Shards from _cat/shards may contain stale information #3070

sebgl · 2020-05-14T09:00:45Z

We regularly call _cat/shards to retrieve the list of shards in order to:

ensure a node is safe to remove (no more shards assigned to it)
ensure there are STARTED replica on other nodes when restarting a node containing primary shards
ensure there is no initializing or relocating shards when dealing with upgrades in a version upgrade scenario

_cat/shards does not provide realtime information and may contain stale information.

We should investigate what can be used instead.

Example:

GET _cluster/health?wait_for_no_initializing_shards&wait_for_events=languid&wait_for_nodes=N

seems to be a candidate for waiting for shards to initialize.

To be discussed with the es-distrib and cloud-orchestration teams.

The text was updated successfully, but these errors were encountered:

sebgl · 2020-05-26T15:14:45Z

I'm putting together a document to cover every single Elasticsearch API request ECK does, so we can review them all.

pebrc · 2020-05-26T18:42:24Z

"real-time information" confused me here in the issue description and might not be the right word. I managed to recover some additional detail from an out-of-band discussion between @jhalterman @yuri-tceretian and @DaveCTurner, which I try to summarize below

Problems with relying on `_cat/shards`

it works off cluster state, but there might be things happening concurrently that are not reflected in cluster state like fetching of shards and pending tasks leading to additional initialisations of shards
it works off the last applied cluster state which might be stale already (because a new state is being applied as the _cat/shards request not run on the same thread as the thing that applies cluster state changes)
the rolling upgrade docs say to check cluster health between restarting of nodes (n.b. they mention simply _cat/health )

Advantages of using `_cluster/health`

it runs on the same thread as cluster state updates which means it can wait_for_events=languid which means to wait until there are no events in the queue for the master to handle (languid is the lowest priority so checking for that means effectively no event in the queue at all)
in combination with wait_for_no_initializing_shards it closes the gap _cat/shards has in that it ensures that there are no currently running initializations but also no unexecuted tasks that could be pending initialisations
wait_for_nodes=N, where N is the number of started nodes we expect after rolling, makes sure that we have the expected number of nodes in the cluster before the check succeeds
even with these three query params in place there is still a possibility for a transient state where all three conditions are true but it is still not safe to continue rolling nodes: between rolling a node and it starting to initialise shards there is a phase where it potentially asynchronously fetches shards which is not accounted for when using _cat/shards.
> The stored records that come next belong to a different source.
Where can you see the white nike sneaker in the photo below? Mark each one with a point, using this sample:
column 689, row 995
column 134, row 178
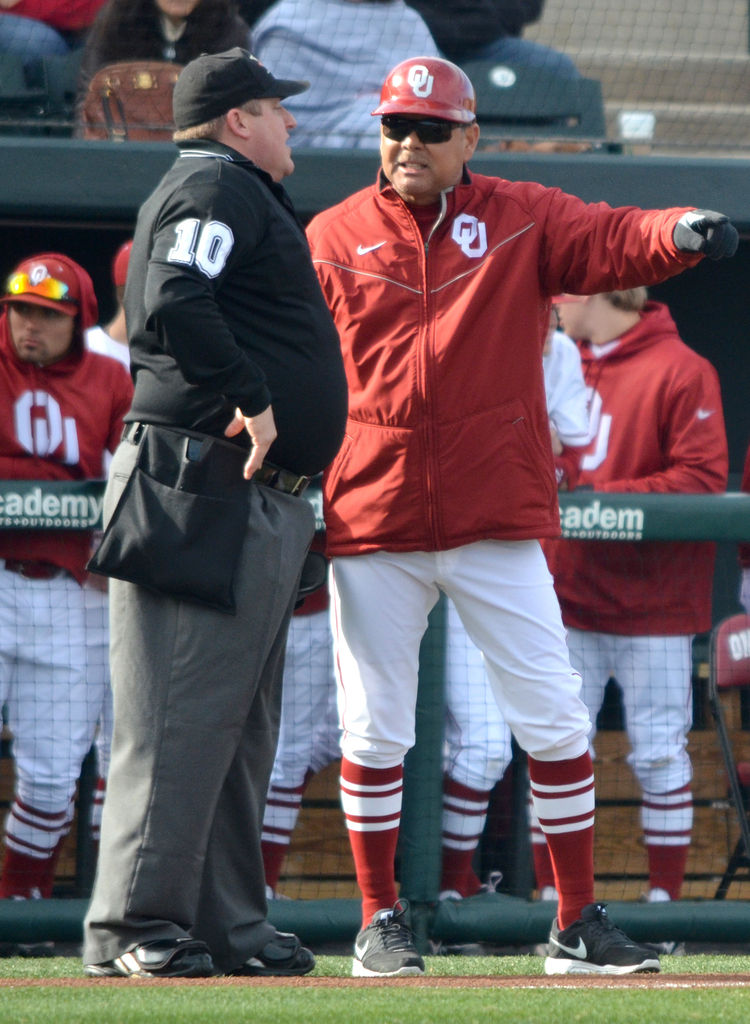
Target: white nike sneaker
column 385, row 948
column 593, row 945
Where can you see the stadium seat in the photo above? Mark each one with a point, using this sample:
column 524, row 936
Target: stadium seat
column 60, row 76
column 23, row 93
column 728, row 672
column 523, row 102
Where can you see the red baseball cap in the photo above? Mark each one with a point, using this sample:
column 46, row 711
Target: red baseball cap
column 43, row 281
column 120, row 263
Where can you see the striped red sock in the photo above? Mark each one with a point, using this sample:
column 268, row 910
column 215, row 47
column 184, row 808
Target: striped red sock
column 464, row 813
column 564, row 800
column 371, row 799
column 667, row 819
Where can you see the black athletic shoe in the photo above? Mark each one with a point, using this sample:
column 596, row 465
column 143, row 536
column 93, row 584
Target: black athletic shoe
column 160, row 958
column 283, row 956
column 385, row 948
column 593, row 945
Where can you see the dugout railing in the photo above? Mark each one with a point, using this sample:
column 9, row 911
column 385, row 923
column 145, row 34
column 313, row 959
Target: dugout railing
column 499, row 919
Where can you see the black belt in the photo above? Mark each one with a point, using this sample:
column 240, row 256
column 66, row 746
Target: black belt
column 268, row 475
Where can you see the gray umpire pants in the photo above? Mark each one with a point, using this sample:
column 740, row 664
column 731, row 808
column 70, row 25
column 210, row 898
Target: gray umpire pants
column 196, row 701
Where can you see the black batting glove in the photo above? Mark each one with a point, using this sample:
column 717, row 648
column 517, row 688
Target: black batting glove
column 706, row 231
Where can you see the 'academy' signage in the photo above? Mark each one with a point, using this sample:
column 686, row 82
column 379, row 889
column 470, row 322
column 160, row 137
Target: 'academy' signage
column 597, row 521
column 58, row 505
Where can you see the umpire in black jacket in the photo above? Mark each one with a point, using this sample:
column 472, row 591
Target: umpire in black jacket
column 240, row 391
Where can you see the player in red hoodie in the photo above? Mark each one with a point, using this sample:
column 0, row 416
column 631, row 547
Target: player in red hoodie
column 631, row 609
column 60, row 410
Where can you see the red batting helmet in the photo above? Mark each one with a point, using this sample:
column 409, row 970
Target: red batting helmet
column 428, row 87
column 45, row 281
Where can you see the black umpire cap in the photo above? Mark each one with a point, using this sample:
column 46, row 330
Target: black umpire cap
column 213, row 83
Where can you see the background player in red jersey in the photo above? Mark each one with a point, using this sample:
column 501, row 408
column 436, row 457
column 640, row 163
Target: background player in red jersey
column 60, row 410
column 656, row 424
column 745, row 548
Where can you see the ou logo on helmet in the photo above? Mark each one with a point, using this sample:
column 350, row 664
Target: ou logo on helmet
column 420, row 80
column 470, row 235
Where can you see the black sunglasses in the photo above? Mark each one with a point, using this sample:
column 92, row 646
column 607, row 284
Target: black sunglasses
column 428, row 130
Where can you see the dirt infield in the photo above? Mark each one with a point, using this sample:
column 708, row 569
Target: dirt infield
column 642, row 981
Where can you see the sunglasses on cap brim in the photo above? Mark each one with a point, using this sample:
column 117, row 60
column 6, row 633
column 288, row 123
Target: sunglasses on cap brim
column 428, row 130
column 48, row 288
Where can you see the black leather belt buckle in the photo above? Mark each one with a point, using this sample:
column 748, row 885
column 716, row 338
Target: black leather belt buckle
column 133, row 432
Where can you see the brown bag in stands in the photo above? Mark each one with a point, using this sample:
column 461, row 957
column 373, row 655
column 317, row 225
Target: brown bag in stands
column 130, row 101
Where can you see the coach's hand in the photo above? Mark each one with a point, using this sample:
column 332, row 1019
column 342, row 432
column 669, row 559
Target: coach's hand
column 706, row 231
column 262, row 434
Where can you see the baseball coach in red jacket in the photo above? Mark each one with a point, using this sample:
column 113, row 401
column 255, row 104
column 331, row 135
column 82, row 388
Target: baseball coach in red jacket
column 440, row 283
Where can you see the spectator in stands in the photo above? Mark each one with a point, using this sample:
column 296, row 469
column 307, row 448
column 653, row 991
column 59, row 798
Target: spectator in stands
column 656, row 425
column 745, row 548
column 63, row 409
column 160, row 30
column 44, row 28
column 344, row 48
column 471, row 30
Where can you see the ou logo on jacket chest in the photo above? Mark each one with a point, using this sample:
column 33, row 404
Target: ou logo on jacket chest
column 470, row 235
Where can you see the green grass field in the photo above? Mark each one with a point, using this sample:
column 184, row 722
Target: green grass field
column 699, row 988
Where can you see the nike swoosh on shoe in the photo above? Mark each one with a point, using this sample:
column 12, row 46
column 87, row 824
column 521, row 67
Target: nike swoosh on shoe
column 579, row 951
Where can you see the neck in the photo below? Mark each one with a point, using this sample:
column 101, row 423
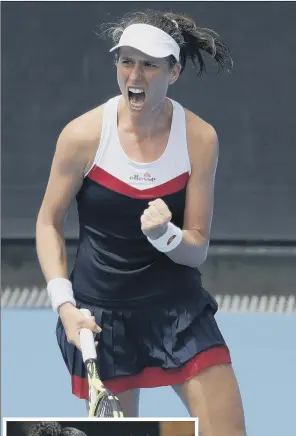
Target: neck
column 145, row 125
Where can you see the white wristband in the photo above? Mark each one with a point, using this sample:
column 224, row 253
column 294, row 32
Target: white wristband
column 60, row 291
column 170, row 240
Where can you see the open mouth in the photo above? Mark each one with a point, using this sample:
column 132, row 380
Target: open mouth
column 136, row 97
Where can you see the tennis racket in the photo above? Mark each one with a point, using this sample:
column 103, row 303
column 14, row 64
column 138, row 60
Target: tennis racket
column 102, row 402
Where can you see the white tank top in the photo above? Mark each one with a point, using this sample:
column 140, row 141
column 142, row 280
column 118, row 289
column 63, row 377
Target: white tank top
column 112, row 159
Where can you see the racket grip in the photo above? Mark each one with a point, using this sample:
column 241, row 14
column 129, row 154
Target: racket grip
column 87, row 342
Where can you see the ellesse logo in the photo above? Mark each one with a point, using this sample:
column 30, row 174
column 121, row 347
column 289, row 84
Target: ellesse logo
column 145, row 178
column 171, row 239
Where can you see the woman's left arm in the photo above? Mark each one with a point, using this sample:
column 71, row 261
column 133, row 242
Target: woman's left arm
column 188, row 246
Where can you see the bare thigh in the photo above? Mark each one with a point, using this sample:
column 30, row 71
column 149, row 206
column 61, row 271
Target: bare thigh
column 213, row 396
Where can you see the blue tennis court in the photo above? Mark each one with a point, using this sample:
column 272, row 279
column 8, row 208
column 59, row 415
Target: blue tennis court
column 263, row 351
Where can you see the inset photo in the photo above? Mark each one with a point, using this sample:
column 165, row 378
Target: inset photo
column 107, row 427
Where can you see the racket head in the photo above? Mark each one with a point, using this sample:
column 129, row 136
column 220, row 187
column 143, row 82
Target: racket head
column 102, row 402
column 108, row 406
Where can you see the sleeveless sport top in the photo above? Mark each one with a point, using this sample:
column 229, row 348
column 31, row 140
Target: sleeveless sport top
column 115, row 264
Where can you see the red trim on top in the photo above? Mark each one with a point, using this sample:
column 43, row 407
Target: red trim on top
column 106, row 179
column 156, row 377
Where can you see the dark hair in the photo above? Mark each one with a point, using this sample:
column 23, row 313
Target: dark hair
column 54, row 429
column 191, row 39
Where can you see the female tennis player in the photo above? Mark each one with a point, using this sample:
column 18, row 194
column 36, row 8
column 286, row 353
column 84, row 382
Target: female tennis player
column 142, row 169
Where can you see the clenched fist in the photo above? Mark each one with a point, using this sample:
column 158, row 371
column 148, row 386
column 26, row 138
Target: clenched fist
column 154, row 219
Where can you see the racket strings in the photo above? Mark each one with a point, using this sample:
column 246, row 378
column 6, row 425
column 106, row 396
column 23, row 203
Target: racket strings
column 109, row 406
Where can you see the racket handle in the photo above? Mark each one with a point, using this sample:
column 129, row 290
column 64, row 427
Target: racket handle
column 87, row 342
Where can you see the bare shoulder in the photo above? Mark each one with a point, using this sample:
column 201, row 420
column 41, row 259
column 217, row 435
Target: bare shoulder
column 80, row 138
column 201, row 137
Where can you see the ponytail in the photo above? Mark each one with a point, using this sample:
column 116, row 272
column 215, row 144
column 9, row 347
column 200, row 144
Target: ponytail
column 193, row 41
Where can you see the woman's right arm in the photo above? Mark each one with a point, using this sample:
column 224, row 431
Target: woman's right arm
column 73, row 156
column 66, row 176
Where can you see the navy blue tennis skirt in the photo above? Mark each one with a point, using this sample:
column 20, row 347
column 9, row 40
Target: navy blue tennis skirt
column 159, row 344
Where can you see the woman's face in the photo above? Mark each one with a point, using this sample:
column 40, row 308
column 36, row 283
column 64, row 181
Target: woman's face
column 143, row 80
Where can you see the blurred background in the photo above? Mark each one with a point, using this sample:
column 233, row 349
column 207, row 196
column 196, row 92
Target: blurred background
column 93, row 428
column 147, row 428
column 54, row 68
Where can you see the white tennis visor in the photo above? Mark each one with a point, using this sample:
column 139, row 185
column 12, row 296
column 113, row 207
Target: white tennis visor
column 149, row 40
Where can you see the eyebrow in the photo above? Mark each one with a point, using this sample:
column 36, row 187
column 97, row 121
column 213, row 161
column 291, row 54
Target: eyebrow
column 129, row 58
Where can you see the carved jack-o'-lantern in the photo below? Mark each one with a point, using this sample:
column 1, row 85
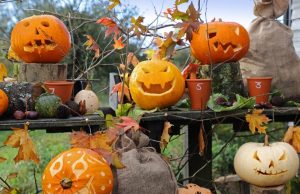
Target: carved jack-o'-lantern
column 266, row 164
column 193, row 189
column 40, row 39
column 217, row 42
column 79, row 171
column 156, row 83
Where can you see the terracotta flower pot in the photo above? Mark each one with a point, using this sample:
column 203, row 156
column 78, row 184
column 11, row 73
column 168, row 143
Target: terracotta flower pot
column 259, row 87
column 199, row 92
column 62, row 89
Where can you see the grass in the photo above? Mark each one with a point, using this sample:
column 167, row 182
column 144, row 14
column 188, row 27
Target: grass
column 47, row 145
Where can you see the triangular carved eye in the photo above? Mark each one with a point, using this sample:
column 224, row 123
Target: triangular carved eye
column 283, row 156
column 237, row 31
column 255, row 156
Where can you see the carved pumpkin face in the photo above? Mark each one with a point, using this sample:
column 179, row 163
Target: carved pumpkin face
column 156, row 83
column 79, row 171
column 193, row 189
column 220, row 42
column 266, row 165
column 3, row 102
column 40, row 39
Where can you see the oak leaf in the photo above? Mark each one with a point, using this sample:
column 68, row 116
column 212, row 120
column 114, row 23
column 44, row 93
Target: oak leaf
column 92, row 45
column 165, row 137
column 257, row 120
column 3, row 72
column 137, row 26
column 113, row 4
column 118, row 43
column 112, row 27
column 292, row 136
column 21, row 139
column 119, row 88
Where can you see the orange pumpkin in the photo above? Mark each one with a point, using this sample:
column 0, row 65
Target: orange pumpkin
column 77, row 171
column 40, row 39
column 156, row 83
column 3, row 102
column 217, row 42
column 193, row 189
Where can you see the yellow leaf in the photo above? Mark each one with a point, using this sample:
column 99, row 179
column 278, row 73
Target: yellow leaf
column 165, row 137
column 292, row 136
column 21, row 139
column 257, row 120
column 3, row 72
column 119, row 43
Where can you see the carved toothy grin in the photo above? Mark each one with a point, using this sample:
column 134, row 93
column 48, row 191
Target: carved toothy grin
column 156, row 88
column 226, row 47
column 270, row 173
column 40, row 44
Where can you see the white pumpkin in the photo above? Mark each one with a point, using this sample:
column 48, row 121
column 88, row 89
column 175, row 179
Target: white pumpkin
column 265, row 164
column 91, row 99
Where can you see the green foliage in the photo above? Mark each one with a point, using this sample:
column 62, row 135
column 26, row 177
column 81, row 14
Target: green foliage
column 48, row 146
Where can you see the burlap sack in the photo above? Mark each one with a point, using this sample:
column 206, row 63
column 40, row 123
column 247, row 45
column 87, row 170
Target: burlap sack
column 146, row 172
column 271, row 51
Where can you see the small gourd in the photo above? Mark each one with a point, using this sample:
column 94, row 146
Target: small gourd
column 91, row 99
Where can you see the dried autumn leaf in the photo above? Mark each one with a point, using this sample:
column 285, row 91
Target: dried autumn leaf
column 132, row 59
column 2, row 159
column 201, row 140
column 119, row 88
column 92, row 45
column 116, row 161
column 128, row 123
column 11, row 55
column 3, row 72
column 21, row 139
column 112, row 27
column 118, row 43
column 165, row 137
column 12, row 175
column 257, row 120
column 292, row 136
column 113, row 4
column 137, row 26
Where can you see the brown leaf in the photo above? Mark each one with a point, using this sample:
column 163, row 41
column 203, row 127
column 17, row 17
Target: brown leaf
column 201, row 140
column 292, row 136
column 2, row 159
column 113, row 4
column 92, row 45
column 21, row 139
column 257, row 120
column 165, row 137
column 3, row 72
column 132, row 59
column 116, row 161
column 118, row 43
column 112, row 27
column 12, row 175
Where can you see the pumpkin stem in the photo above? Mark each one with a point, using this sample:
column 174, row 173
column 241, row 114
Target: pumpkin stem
column 66, row 183
column 266, row 143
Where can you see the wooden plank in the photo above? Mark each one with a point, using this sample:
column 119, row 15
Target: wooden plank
column 33, row 72
column 92, row 120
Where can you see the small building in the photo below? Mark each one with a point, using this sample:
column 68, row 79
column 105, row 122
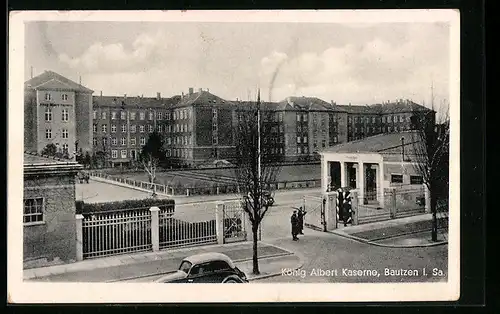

But even with the _cluster/health API we have to inspect the returned response to ensure number_of_inflight_fetch is 0

Reviewing the ECK usage of `_cat/shards` in the light of this information

ensure a node is safe to remove (no more shards assigned to it)

I think this use case should be fine as is. We use an allocation filter to move shards away and we can assume once the node has been evacuated it is safe to remove, initialisations or pending tasks notwithstanding. The main motivation is to avoid data loss.

ensure there are STARTED replica on other nodes when restarting a node containing primary shards

We actually combine that with a predicate that ensures that we don't roll nodes with the same shards on them at the same time even if a user specifies a change budget that would allow that. So I am thinking we are OK here too.

ensure there is no initializing or relocating shards when dealing with upgrades in a version upgrade scenario

This is where we have a gap right now in that we don't account for pending initialisations and async shard fetching because we just look at _cat/shards.

Implementation considerations

The way _cluster/health is supposed to be used is that it takes a query param timeout and the response has another field called timed_out which indicates whether the timeout expired or the conditions mentioned above were met before that.

We want to avoid a long timeout value here as long running requests have a negative impact on ECK's ability to process changes for other Elasticsearch clusters it manages.

So we could:

GET _cluster/health?wait_for_no_initializing_shards&wait_for_events=languid&wait_for_nodes=N&timeout=1

and if timed_out == false and number_of_in_flight_fetch == 0 we would allow to roll (i.e. delete) the Pod.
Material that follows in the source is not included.